Удрать, сорваться с места, да в карьер бы, оставить дотлевать свою карьеру и верить… до ожога мысли верить в нахлынувший, ретивый новый день. Продать, к чертям, старьевщику гитару, и все что запятналось и достало, отправить в пункт приема стеклотары. Осесть в какой-нибудь Караганде.

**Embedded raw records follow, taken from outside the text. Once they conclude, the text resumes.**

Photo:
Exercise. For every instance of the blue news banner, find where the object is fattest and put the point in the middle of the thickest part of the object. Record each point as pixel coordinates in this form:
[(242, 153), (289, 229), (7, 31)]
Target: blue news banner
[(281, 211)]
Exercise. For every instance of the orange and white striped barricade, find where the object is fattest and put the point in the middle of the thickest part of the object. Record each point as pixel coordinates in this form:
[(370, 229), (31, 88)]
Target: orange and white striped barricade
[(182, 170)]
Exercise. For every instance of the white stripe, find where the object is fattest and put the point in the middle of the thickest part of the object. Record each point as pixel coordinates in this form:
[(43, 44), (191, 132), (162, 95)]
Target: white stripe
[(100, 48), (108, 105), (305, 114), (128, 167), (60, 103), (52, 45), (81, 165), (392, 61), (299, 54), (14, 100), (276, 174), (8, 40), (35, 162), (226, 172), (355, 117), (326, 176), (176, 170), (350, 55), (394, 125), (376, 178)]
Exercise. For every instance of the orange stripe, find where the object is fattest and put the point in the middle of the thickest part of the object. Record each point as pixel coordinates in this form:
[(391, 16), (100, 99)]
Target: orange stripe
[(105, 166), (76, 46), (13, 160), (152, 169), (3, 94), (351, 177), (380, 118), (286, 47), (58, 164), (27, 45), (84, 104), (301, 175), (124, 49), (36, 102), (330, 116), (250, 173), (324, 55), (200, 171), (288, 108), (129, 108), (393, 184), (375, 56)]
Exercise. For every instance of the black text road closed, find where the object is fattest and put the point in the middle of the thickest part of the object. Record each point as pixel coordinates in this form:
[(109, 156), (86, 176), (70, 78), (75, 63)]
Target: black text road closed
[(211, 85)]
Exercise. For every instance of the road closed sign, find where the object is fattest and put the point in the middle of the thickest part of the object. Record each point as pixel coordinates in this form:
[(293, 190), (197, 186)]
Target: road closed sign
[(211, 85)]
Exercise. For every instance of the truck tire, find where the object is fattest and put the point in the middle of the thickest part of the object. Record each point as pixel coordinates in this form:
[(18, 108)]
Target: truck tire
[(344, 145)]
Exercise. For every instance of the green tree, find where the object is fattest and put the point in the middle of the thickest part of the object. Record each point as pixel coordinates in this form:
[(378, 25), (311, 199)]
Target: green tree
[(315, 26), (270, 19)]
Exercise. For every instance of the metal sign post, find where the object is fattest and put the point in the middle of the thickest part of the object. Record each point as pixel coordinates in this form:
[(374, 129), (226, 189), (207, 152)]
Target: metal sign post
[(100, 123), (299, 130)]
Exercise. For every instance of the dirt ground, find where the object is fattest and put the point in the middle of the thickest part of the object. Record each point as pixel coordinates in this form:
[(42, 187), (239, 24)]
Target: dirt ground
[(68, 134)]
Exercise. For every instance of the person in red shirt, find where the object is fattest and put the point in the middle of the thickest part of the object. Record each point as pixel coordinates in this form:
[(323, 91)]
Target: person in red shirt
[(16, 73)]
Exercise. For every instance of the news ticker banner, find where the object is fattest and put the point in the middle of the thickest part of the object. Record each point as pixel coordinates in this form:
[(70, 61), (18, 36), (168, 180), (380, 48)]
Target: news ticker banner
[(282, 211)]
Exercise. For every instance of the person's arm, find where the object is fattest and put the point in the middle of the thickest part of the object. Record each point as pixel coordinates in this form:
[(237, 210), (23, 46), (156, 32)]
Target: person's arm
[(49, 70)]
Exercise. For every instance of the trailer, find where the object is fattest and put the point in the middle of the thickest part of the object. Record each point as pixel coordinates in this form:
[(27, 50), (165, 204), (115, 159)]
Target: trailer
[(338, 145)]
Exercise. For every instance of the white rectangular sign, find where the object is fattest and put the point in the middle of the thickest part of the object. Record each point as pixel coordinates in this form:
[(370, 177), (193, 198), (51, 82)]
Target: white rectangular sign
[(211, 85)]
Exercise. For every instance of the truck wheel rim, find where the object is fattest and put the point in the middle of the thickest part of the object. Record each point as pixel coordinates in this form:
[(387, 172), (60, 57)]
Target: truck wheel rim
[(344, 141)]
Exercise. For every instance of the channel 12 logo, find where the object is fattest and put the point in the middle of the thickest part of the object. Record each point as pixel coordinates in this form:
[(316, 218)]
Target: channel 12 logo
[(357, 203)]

Сниму там простоватую квартиру, и прочерчу уверенным пунктиром дальнейший путь по солнышку и штилю. Начну писать. Безудержно, взахлеб. Журналы, деньги, старые игрушки, стаканы, кпк, одежду, суши – весь прошлый мир сотру, сожгу, разрушу (как он зажат, посредственен и блекл!). Оставлю только белый тучный чайник, пушистый коврик, найденный случайно и буду умиленными очами взирать до посинения в окно, в котором плещет мир зелено-серый, пропахнувший дождем, бананом, серой, резвящийся, полуденный, весенний, божественен и окрыленно нов. Я нарисую, пусть маленько криво, свой новый мир из счастья и актрила… И, распушив расхоленные крылья, мой ангел возвратится на плечо, я буду слушать, как воркует море, и утром с освежающим «good morning» гонять прибрежных чаек до уморы, и каждый камень знать на перечет. Я стану пить ночами жгучий кофе, читать Экзюпери, Мариенгофа и в безразмерной и летящей кофте дразниться на щекочущем ветру. И, осознав, что небо стало ближе, что море покоренно ступни лижет, отчетливо их музыку услышу. Я, кажется, от благости умру.

Бывает, дождь гремит, буянит, рвется, несет в себе осколки прошлых весен и вырывает из ручонок весла, плюясь, цепляя волос, дребезжа, тогда я жду шуршащих в коридоре шагов, несущих радость и задор мне, того кто вдруг окажется так дорог, что больше не решится уезжать.

Таков мой джаз,
Хмельной, зовущий джаз.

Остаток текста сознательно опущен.